La Presse a obtenu ce document confidentiel. Il prévoyait que l’organisme vaudrait aujourd’hui près de six fois plus que ce qu’indiquent ses derniers états financiers.

À l’époque, les entrepreneurs délaissaient de plus en plus les unifamiliales et les petits immeubles de moins de cinq étages pour se concentrer plutôt sur les tours de condos et les appartements, deux domaines qui ne font pas partie du marché de GCR. Mais personne à la RBQ ou chez RCGT n’a vu venir cette tendance, selon le plan d’affaires.

Moins de maisons à couvrir implique moins de revenus. Résultat : après cinq ans d’activité, le chien de garde de la qualité dans les maisons neuves a une valeur nette de 12,1 millions plutôt que de 69 millions, comme prévu dans le plan d’affaires qu’a conçu RCGT.

« Ils nous sont arrivés avec des prévisions d’enregistrement complètement déraisonnables », dit le PDG de GCR, Daniel Laplante. Le plan d’affaires prévoyait 23 000 enregistrements par an, mais la première année, l’organisme en a comptabilisé seulement 11 067. «

Une petite erreur de 50 % ! Encore heureux qu’on ait réussi à dégager un surplus…

Daniel Laplante, PDG de GCR, au sujet du plan d’affaires conçu par Raymond Chabot Grant Thornton

Malgré la frénésie immobilière, l’organisme n’a jamais enregistré plus de 14 741 habitations.

GCR en chiffres

Actif net en 2020 : 12,1 millions
Prévision de RCGT : 69 millions

Revenus totaux en 2020 : 24,8 millions
Prévision de RCGT : 43 millions

Chantiers couverts en 2020 : 14 741
Prévision de RCGT : 23 000

Surplus du fonds de réserve en 2020 : 17,5 millions
Prévision de RCGT : 53 millions

Si les prévisions s’étaient concrétisées, GCR pourrait compter sur un surplus de 53 millions dans son fonds de réserve, qui sert à payer des indemnisations. Les réclamations des victimes de Bel-Habitat, qui a laissé tomber 118 familles en faisant faillite en juin, en représenteraient moins de 15 %.

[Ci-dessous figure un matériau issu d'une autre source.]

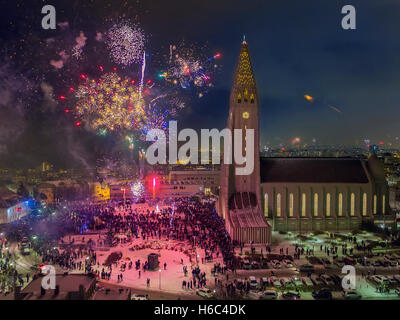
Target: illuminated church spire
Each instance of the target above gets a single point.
(244, 83)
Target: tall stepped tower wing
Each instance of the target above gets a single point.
(240, 202)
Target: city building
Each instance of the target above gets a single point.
(12, 206)
(295, 194)
(333, 194)
(239, 200)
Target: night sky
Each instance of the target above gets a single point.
(296, 47)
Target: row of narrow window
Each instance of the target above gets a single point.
(328, 205)
(245, 97)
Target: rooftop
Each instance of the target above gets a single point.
(313, 170)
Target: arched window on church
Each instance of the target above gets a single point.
(303, 205)
(328, 204)
(383, 204)
(291, 205)
(352, 204)
(315, 204)
(364, 204)
(340, 205)
(252, 98)
(278, 205)
(266, 205)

Dans les faits, elles grugeront plutôt au moins le tiers de son véritable surplus de 17,5 millions.

Plusieurs de ces clients de Bel-Habitat ignoraient jusqu’à l’existence même de la Garantie, sans parler de la règle qui limite à 50 000 $ le remboursement des dépôts en cas de problème. La plupart d’entre eux ont largement dépassé ce seuil.

Avec des fonds plus abondants, GCR pourrait mieux informer le public sur ses services et les critères à respecter pour obtenir son aide, pense Marc-André Harnois, directeur général de l’Association des consommateurs pour la qualité dans la construction (ACQC). « S’ils avaient plus de moyens, ils seraient plus connus. »

Mauvais timing

Le plan d’affaires, préparé en 2013 et 2014, se basait sur les statistiques des anciens plans de garantie, transmises à la Régie de 1999 à 2011.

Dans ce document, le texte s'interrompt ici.